Until today, in considering the constitutionality of the VRA, the Court has accorded Congress the full measure of respect its judgments in this domain should garner. South Carolina v. Katzenbach supplies the standard of review:
“As against the reserved powers of the States, Congress may use any rational means to effectuate the constitutional prohibition of racial discrimination in voting.” 383
U. S., at 324. Faced with subsequent reauthorizations of the VRA, the Court has reaffirmed this standard. E.g., City of Rome, 446 U. S., at 178. Today’s Court does not purport to alter settled precedent establishing that the dispositive question is whether Congress has employed “rational means.” [...]

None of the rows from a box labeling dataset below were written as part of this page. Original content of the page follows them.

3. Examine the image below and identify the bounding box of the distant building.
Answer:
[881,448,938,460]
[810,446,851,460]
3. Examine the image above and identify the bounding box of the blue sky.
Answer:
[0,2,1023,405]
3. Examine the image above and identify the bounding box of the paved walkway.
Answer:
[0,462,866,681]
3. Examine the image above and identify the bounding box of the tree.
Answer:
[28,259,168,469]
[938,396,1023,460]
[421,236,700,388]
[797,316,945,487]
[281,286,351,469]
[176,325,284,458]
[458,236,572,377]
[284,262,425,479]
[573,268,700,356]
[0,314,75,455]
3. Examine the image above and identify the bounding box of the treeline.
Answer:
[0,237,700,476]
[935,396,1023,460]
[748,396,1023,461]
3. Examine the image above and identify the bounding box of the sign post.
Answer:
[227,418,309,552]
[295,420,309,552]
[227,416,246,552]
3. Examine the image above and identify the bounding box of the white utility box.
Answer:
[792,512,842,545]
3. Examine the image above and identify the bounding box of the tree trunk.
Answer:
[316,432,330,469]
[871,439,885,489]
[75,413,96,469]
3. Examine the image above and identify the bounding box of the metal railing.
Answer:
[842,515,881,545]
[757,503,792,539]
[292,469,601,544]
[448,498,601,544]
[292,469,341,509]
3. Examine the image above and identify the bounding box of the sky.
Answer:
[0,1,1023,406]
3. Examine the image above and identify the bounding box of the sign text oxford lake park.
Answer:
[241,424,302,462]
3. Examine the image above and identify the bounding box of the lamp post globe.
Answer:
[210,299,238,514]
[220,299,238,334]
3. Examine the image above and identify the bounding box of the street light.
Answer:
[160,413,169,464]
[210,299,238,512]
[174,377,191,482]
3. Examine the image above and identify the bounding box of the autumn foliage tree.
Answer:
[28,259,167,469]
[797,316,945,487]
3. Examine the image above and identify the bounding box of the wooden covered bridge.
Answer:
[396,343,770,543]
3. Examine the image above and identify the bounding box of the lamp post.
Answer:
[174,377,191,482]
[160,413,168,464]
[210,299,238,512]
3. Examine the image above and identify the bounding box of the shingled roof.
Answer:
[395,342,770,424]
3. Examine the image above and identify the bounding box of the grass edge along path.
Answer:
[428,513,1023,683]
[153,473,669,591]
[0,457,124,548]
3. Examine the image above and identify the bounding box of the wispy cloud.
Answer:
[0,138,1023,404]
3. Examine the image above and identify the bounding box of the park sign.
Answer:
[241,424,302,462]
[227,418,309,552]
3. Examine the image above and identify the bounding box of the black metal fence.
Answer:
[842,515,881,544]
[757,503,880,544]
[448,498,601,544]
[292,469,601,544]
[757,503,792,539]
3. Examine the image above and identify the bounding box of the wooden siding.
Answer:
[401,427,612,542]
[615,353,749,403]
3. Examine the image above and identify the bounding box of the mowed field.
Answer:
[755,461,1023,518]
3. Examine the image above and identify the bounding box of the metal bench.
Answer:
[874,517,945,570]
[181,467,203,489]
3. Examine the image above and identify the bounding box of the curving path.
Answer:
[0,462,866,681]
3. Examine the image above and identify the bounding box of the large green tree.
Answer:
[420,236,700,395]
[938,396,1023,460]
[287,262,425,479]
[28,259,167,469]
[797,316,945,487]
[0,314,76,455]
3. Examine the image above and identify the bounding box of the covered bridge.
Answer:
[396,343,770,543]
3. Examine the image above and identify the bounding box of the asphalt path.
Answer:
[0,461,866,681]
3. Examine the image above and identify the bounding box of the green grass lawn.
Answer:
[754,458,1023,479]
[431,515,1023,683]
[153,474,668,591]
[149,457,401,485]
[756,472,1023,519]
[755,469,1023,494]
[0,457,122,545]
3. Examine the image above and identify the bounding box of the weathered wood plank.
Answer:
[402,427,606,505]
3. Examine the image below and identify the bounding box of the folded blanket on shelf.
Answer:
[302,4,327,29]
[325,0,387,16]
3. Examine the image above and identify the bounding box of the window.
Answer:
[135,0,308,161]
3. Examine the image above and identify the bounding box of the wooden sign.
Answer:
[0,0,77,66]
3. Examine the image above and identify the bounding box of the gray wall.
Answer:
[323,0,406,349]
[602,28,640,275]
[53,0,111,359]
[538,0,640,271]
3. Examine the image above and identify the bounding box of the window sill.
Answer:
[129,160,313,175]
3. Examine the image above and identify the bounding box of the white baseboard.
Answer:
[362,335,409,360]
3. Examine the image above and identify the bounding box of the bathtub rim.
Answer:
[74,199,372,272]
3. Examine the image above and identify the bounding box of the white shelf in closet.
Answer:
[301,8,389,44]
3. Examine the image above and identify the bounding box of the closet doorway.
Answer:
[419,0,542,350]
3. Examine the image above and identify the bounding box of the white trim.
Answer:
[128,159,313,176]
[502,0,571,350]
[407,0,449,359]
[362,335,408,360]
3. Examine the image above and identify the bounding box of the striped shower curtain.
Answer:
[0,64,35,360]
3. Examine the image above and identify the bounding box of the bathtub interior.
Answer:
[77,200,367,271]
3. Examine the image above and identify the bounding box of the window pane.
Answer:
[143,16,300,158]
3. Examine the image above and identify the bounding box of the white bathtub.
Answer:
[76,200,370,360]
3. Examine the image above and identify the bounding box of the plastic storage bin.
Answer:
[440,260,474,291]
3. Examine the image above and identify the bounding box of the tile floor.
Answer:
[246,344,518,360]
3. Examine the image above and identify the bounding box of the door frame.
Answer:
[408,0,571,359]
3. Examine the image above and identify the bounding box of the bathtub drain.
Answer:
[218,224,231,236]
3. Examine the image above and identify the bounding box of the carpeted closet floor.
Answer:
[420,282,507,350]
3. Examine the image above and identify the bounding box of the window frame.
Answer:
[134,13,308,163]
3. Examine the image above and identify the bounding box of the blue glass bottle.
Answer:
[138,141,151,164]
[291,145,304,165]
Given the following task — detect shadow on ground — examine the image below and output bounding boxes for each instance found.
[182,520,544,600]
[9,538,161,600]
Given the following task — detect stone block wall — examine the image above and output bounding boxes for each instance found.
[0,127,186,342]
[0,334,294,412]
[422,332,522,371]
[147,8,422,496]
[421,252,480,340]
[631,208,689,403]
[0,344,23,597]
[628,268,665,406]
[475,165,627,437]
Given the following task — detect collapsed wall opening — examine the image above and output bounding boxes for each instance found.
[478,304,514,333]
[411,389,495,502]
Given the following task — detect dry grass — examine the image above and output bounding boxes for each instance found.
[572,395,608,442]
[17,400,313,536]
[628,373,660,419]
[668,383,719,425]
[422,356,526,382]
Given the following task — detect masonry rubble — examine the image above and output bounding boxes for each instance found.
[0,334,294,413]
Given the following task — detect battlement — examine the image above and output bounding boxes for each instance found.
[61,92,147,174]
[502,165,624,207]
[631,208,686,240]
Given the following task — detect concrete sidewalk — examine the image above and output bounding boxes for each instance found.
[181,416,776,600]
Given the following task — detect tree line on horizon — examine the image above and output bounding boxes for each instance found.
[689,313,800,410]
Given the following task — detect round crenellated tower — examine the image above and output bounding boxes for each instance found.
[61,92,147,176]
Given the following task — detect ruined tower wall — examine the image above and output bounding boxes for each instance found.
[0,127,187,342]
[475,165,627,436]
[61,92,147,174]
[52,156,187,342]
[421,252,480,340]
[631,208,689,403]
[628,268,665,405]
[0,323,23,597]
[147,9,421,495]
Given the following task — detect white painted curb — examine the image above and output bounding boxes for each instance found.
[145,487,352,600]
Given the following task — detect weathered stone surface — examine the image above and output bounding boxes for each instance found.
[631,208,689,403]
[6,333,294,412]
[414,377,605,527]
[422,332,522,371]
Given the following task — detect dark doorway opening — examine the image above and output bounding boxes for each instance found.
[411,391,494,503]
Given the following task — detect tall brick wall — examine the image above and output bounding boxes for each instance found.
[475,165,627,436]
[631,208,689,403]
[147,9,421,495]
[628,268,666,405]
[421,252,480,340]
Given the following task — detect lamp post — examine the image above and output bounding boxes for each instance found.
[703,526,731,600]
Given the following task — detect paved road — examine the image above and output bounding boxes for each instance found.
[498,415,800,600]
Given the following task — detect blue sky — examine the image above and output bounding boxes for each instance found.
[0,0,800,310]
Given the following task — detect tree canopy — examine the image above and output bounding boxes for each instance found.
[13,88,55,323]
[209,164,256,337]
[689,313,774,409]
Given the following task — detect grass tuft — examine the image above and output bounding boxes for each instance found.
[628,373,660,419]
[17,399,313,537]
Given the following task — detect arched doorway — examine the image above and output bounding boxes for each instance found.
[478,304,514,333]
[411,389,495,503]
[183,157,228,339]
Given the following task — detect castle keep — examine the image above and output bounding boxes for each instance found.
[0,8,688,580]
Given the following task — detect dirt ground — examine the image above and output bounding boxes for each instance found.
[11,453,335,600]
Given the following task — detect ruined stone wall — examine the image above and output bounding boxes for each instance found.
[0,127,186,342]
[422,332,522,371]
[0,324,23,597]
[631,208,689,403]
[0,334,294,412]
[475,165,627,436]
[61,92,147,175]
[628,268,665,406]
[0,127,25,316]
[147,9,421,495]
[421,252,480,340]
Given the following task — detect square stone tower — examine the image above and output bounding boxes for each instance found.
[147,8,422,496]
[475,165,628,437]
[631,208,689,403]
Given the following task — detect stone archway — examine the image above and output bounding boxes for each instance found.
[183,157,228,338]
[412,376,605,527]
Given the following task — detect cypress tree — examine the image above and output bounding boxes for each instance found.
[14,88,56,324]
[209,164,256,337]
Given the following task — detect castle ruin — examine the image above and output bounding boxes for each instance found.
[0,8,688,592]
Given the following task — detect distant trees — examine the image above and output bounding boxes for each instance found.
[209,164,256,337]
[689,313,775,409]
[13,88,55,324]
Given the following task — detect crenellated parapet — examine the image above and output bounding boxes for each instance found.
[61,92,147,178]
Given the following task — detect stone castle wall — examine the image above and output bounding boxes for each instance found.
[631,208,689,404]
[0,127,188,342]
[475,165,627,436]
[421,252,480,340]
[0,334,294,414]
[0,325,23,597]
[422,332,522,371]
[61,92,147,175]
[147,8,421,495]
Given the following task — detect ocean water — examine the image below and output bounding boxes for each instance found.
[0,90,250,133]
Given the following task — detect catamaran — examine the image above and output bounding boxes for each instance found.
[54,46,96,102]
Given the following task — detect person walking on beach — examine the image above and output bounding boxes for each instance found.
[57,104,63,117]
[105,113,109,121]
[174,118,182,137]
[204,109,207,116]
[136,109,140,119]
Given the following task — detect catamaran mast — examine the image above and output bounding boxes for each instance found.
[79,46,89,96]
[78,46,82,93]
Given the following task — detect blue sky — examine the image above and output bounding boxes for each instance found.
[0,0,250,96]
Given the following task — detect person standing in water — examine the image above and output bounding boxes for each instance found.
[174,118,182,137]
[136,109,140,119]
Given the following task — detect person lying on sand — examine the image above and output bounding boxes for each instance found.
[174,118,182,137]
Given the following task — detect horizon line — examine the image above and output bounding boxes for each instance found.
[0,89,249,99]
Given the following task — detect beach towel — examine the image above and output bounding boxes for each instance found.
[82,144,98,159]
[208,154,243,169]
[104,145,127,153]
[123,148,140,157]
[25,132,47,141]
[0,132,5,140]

[T]he Constitution vests broad power in Congress to protect the right to vote, and in particular to combat racial discrimination in voting. This Court has repeatedly reaffirmed Congress’ prerogative to use any rational means in exercise of its power in this area. And both precedent and logic dictate that the rational-means test should be easier to satisfy, and the burden on the statute’s challenger should be higher, when what is at issue is the reauthorization of a remedy that the Court has previously affirmed, and that Congress found, from contemporary evidence, to be working to advance the legislature’s legitimate objective.
That's the law. No honest observer can defend the legal reasoning employed by the Radical Roberts 5. Now to the pernicious project. The Roberts 5 purports to turn the question of the Voting Rights Act back to Congress, hoping that ignorant reporters will say that it is "up to Congress." But it was "up to Congress" in 2006. And the Congress acted. And the "judicially modest" chief justice and the Radical 5 decided that they would determine the "rational means" to be employed by the Congress to carry forward the mandate of the Fifteenth Amendment.
But the "umpires" that make up the extreme radical Roberts 5 oppose the objectives of the Fifteenth Amendment. They oppose the guarantee to minorities of the right to vote. Their goal is to frustrate the objectives of the Fifteenth Amendment. And they employ any means necessary to do so—including the naked assertion of broad judicial power in express contravention of the Constitution itself.
In the area of voting rights and racial discrimination, nothing less than a judicial coup has been executed by the Radical Roberts 5.
Outrage is too tame a word for what has occurred.